The Canadian patent-agent profession is an obscure profession, formed from a tight-knit community, centralized in several major cities. What many do not know is that the Canadian patent-agent profession literally holds the keys to the patent office.

In most circumstances, a patent agent must be appointed to transact any business at all with the patent office, whether filing applications, communicating with the office or even making routine payments. Corporations and institutions are legally prohibited from conducting business with the patent office – they must appoint an agent to do so on their behalf. And of course, professional patent-agent fees come along with all of these services.

For years, the Canadian patent-agent profession has managed to avoid much public scrutiny for the duration of its existence. As Canada has slowly started transitioning into an innovation-driven economy, access to intellectual-property services has become a concern for the Canadian public. A number of recent studies show that access to affordable intellectual-property services is a serious problem for Canada's growing innovation economy.

Accordingly, the patent-agent profession, the regulation thereof and its effect on access to affordable services have now started to garner public attention. Most patent-related services can be carried out by practically any consultant, with or without credentials. Despite this fact, all roads to the patent office must pass through an agent. As such, the Canadian patent-agent profession has become the Kafkaesque castle standing between Canadians and their patent office.

How does one become a patent agent in Canada? There are no official patent-agent schools or institutional training programs. Training is left almost entirely to a mandatory two-year "on the job" apprenticeship, with very few jobs available for individuals wishing to enter into patent practice. Following this mandatory two-year apprenticeship, individuals must still pass a licensing examination in order to acquire their agent credentials. In recent years, the first-time pass rate has been as low as 2 per cent. Of the countries that still regulate practice before their respective patent offices, Canada's overall pass rate is by far the lowest.

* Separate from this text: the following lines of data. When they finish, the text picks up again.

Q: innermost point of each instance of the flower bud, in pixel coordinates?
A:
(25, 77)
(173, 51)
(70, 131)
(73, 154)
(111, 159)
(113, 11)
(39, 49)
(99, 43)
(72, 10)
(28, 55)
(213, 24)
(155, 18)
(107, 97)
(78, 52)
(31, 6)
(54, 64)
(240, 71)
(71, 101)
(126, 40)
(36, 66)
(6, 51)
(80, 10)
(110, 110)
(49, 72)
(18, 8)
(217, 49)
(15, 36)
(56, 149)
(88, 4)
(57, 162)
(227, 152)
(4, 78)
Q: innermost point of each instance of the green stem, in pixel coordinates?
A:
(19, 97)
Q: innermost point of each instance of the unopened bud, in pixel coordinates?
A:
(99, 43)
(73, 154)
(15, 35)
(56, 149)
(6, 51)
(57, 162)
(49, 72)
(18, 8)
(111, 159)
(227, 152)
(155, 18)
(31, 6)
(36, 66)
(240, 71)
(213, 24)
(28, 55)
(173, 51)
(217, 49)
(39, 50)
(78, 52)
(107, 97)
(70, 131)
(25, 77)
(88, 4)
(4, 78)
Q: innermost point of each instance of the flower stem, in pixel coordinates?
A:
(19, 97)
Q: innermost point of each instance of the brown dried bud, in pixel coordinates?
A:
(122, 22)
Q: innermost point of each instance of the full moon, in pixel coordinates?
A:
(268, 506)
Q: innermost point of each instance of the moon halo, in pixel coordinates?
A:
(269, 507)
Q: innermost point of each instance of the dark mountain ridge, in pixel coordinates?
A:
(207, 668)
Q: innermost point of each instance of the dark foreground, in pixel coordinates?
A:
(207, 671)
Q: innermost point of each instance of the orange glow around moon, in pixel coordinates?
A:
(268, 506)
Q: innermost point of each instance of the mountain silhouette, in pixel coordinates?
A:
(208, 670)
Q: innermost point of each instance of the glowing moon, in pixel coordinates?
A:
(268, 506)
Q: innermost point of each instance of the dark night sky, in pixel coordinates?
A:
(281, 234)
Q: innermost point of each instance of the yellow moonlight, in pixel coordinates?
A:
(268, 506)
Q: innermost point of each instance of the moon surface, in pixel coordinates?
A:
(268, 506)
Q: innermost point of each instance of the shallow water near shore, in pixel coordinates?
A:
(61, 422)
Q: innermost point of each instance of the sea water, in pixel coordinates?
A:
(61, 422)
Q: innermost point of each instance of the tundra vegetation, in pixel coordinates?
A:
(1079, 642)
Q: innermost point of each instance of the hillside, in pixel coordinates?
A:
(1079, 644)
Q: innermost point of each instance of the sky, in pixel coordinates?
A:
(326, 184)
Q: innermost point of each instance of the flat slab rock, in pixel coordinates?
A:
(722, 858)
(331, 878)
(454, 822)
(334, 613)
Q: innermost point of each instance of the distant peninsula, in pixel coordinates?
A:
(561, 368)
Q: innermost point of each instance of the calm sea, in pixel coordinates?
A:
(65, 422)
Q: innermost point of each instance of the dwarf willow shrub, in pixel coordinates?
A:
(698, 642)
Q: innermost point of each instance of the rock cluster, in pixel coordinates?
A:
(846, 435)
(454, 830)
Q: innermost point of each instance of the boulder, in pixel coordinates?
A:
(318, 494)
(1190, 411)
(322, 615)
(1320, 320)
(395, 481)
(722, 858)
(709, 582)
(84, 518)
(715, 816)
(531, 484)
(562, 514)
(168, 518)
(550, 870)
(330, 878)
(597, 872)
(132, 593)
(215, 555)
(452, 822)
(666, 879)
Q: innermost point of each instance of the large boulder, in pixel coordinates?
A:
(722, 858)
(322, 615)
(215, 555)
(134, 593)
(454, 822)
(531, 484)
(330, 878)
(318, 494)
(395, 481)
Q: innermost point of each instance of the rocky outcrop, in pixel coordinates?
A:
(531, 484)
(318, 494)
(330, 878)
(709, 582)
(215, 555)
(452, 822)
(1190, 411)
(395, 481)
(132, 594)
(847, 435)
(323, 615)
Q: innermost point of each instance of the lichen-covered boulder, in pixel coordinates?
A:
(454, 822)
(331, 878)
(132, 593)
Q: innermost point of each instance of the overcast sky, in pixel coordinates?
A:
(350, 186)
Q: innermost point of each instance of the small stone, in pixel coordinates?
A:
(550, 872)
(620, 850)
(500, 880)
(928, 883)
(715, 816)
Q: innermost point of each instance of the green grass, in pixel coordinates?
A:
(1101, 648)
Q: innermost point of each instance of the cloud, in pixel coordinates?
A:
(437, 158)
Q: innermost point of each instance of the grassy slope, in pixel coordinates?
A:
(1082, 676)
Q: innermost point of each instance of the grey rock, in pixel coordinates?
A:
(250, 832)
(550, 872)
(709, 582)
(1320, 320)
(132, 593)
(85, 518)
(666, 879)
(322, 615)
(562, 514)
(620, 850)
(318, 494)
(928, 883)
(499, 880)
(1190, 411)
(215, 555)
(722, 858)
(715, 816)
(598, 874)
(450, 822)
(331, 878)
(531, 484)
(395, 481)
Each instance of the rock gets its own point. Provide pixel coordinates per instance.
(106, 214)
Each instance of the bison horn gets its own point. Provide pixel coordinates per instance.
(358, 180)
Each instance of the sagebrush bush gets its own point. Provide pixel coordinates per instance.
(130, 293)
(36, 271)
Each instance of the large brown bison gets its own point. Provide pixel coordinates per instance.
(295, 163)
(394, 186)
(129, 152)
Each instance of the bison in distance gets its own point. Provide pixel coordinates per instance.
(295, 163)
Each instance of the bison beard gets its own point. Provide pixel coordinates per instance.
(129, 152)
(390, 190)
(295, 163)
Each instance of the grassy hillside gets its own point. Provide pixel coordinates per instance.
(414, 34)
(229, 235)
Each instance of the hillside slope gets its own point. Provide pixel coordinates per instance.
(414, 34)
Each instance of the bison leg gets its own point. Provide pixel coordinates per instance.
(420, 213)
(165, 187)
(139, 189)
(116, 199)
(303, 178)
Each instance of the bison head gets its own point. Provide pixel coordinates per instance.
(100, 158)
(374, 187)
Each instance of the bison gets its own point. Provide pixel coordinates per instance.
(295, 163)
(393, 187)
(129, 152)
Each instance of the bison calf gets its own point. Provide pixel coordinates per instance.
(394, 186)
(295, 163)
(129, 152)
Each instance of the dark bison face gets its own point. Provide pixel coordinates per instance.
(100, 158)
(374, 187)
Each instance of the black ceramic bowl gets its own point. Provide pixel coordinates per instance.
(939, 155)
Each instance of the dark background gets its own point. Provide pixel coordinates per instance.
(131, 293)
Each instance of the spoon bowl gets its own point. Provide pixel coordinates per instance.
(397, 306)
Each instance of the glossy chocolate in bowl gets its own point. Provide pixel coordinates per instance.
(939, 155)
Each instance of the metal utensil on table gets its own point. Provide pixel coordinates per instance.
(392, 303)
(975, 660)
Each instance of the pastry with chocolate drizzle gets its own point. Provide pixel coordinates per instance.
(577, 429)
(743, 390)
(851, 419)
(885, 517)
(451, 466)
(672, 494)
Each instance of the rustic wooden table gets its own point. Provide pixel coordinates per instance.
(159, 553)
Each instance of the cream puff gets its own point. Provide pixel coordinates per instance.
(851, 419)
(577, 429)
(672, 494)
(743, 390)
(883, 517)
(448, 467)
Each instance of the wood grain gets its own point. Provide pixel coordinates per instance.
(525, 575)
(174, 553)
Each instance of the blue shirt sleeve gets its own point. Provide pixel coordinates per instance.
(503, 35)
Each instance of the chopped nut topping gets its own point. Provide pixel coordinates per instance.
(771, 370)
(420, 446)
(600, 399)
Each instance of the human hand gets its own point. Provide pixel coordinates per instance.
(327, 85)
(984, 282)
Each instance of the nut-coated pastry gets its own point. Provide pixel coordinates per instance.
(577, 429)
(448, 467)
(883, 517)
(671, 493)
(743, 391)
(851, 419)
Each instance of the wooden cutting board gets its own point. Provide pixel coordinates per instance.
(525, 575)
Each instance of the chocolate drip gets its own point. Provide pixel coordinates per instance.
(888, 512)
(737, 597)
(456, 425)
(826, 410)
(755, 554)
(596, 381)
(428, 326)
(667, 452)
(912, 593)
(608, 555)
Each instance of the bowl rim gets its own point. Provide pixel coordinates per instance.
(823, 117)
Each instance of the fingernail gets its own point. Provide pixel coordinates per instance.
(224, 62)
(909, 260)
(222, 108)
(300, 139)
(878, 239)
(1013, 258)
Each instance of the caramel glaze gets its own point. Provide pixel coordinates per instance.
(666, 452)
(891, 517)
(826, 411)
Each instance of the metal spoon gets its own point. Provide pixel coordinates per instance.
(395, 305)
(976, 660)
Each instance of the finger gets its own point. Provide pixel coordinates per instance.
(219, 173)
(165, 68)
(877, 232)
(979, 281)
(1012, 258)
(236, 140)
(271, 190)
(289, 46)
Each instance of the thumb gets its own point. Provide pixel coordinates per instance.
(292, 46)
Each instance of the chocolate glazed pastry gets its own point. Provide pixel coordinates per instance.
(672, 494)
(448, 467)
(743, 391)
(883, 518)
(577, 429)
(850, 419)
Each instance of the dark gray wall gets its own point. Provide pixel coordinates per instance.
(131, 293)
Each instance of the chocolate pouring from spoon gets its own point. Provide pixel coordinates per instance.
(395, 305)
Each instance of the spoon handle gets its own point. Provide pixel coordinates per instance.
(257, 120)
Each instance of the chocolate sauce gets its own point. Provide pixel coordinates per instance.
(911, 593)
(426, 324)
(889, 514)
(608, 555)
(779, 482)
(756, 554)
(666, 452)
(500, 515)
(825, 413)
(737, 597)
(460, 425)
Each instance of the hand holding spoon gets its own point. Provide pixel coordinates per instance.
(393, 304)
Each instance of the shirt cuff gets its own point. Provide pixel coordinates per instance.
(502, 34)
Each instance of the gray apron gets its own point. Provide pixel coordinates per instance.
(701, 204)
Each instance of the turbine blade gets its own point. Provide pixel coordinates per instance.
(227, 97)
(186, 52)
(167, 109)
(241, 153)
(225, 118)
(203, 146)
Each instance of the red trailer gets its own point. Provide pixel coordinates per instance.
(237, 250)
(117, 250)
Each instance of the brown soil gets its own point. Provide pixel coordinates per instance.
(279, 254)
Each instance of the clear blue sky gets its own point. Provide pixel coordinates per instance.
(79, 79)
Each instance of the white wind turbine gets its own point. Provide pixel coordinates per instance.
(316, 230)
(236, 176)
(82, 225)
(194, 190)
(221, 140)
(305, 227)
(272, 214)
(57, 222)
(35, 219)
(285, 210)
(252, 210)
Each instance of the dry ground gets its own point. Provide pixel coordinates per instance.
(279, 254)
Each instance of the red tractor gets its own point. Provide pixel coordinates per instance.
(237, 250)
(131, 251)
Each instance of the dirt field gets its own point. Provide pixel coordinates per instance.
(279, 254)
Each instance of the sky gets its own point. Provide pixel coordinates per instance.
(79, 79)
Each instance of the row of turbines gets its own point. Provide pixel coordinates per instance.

An analysis of recent patent-agent exams reveals highly subjective marking criteria, solutions that are of questionable legal accuracy and marking criteria that, in some instances, appears to be applied inconsistently. The Canadian Intellectual Property Office has, for many years, outsourced its responsibility for overseeing the exam, instead paying the professional association representing the interests of patent agents a relatively large annual fee for the exam's development and much of its administration. There is little evidence that the exam has ever undergone a comprehensive validation study.

In fact, year to year, the exam questions are created by two to four individuals, alone, with practically no input or evaluation by outside reviewers, or anyone else for that matter.

Canada's approach to regulating this field of service is completely out of step with comparable jurisdictions. Furthermore, there is a current push for self-regulation of the profession, along with more stringent licensing requirements; the proposed licensing framework would make Canada an overwhelming outlier amongst our peers.

Interestingly, two countries that are very comparable to Canada – Britain and Australia – have undertaken competition agency reviews of their respective patent-professional regulatory regimes. In both Britain and Australia, reviews concluded that the patent profession, which at the time of review was regulated in a very similar fashion to Canada, was severely overregulated leading to inordinately high prices and an underserviced market. Both jurisdictions have since reformed licensing requirements, with Britain completely deregulating the profession.

The Canadian push toward self-regulation and ever-increasing stringency in licensing requirements seems to come at a time when the general international trend is moving toward less regulation. More concerning is the fact that, by some accounts, the intellectual-property needs of a burgeoning Canadian innovation economy are seriously underserviced, calling into question what effect the current regulatory regime is having on public access to affordable intellectual-property services.